Gerçi şairler Hazan mevsiminde bile, hep maviye şiir yazmışlar.

_MAVİYE çalan gözlerin, yangın MAVİSİNE / rüzgarda asi,  körsem,/ senden gayrısına yoksam,/ bozuksam, /can benim, düş benim,/ ellere nesi? /hadi gel,/ ay karanlık.demiş Ahmet Arif,

Nazım Usta da maviye vurgun, mavi gözleri gibi.
-Çınar altı kubbeli, MAVİ bir liman
Beni bu limandan çıkaramazsın, diye seslenmiş.


Cahit Zarifoğlu da kuralı bozmamış, maviye hayran;
-bulutlar açmadı, Mavi gök orada mı? Diye sormuş.

-MAVİ konuşalım, MAVİ yazalım / mektuplar zarfa girer girmez MAVİ / söz MAVİ olsun, ağızdan çıkar çıkmaz, demiş Haydar Ergülen

Umudun rengi tabi ki mavi, ama ya yeşil.
-Duru bir YEŞİLDİ ortalık / akşam güneşi kırılmış mızrak boyu,/ ve  çocuk sesleriyle iniyordu ışık Can Yücelin dizeleriyle,

Ya MOR, mor da yer alır mı ki şiirlerde:
-Ve bir yaz akşamı buhurdan gibi tüten/ hanım ellerinin MORUMSU buğusunda /bekliyor bahçenize dönük balkonunda,  Oktay Rıfat’ tan olsun bu da.

Bulutlu günlerde, güneşin kendini göstermediği, soğuğun can yaktığı günlerde, dizelerde sarı, kırmızı, mavi, mor ne arar değil mi?

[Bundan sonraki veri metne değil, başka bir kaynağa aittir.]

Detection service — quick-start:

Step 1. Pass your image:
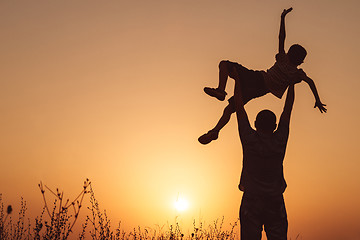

-ben ölürsem akşamüstü ölürüm / şehre SİMSİYAH bir kar yağar, / yollar kalbimle örtülür /parmaklarımın arasından / gecenin geldiğini görürüm , der Ataol Behramoğlu, karlı, soğuk bir günde.

Cahit Sıtkı ise tüm karamsarlığını yansıtıyor dizelere, renklerle:

_Bir gelin odasıydı: altın, gümüş şamdanlar / Bir SİYAH perde indi, aynı ses, yeter, dedi
Koynumda, fakat neden neden bu tatsız vücut / her busesi bir diken, bir can alıcı UMUT

Cahit Sıtkı hep renklerle yazıyor, depresif ama hep depresif. Sonbaharın sarı, kırmızı yapraklarını görmüyor da ille de siyah, ille de karanlık yazıyor.

-Gündüze alışkın renkler / her gece perişan renkler,
Diyerek kendi perişanlığını mı yazıyor acaba?

Ama sonra da dünyanın tüm renklerini isteyebiliyor  bir anda, şair ruhu bu ola gerek.
-Memleket isterim / gök MAVİ  / dal YEŞİL / tarla SARI olsun / kuşların, çiçeklerin diyarı olsun.

Ya da bulutları dağıtsaydı Gülten AKIN gibi
-Sabahleyin /KARA yı kaldırın, MAVİ koyun, umudumu yitirmedim/ beni çağırın gülümserken uykunun bir yerinde/ eliniz BEYAZKEN uzatın istedim


Aslında hayat bazen papatya sarısı, bazen kiremit kırmızısı, bazen menekşe moru, bazen aşk yeşili…
Ya da bir gök kuşağı.
Bahçedeki hanım tuzluğu ise kırmızı sanki biraz da hardalımsı.

Ama kesin olan, şiirler okutan  , yaşadığımız şu hazan günleri.